Culling is the process of deleting the assets the client won’t receive upon final delivery. All photographers know there will be images from a shoot that don’t make the cut because they don’t compare to the quality of others in the same session (the subject is blinking, sneezing, out of focus, etc.).
Several different platforms allow for convenient and easy culling. Our favorites are Adobe Bridge and PhotoMechanic. Immediately after a shoot, all images should be copied to your preferred platform, final selections flagged, and outtakes deleted.
Following these steps will make your editing process much more manageable and save time, space, and memory.
You can read more about culling and tools to make the process lightning fast here!
Once culled, you should rename the final selections to make them client/project-specific. This helps distinguish the images from others with similar names. If you are producing assets for a company or institution, they may have a specific file naming structures they utilize.
If you are shooting for individuals, we recommend starting with the date the images were taken, followed by a subject, and ending with a sequence number. Let’s imagine we have 150 photo selections from Colin and Caroline’s wedding on October 8th, 2019. We might name them something like this:
Every photographer has their own method for retouching photos and preparing them for final delivery. Two popular platforms for photo retouch are Adobe Lightroom and Photoshop.
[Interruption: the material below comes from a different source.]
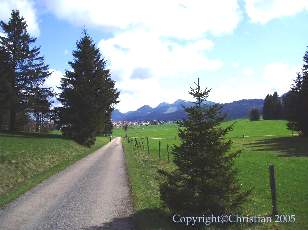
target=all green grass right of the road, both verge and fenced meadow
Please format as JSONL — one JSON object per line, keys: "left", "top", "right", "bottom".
{"left": 114, "top": 120, "right": 308, "bottom": 229}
The important thing to remember is to export your visuals correctly and into a separate location from the RAW photos.
The delivery method of the assets varies depending on the client. If you have visuals for an individual or group of individuals, such as wedding photos, headshots, or other events, we recommend file-sharing platforms such as Dropbox, Google Drive, or Box to deliver the photos to your clients without losing any quality along the way.
If the job is more corporate-focused, the client may have an asset library already set up. You’ll want to ensure sure that the visuals include all the metadata needed by users to search for and manage them. To learn more about asset metadata, check out our post, here.
Growing your photography business can be tough in an increasingly competitive space. Even if your work is exceptional, making it easy for your client to find the photos they want and need is just as important. By employing some digital asset management fundamentals, you can improve your client’s experience of working with you and ensure you give yourself the best chance of earning their business again.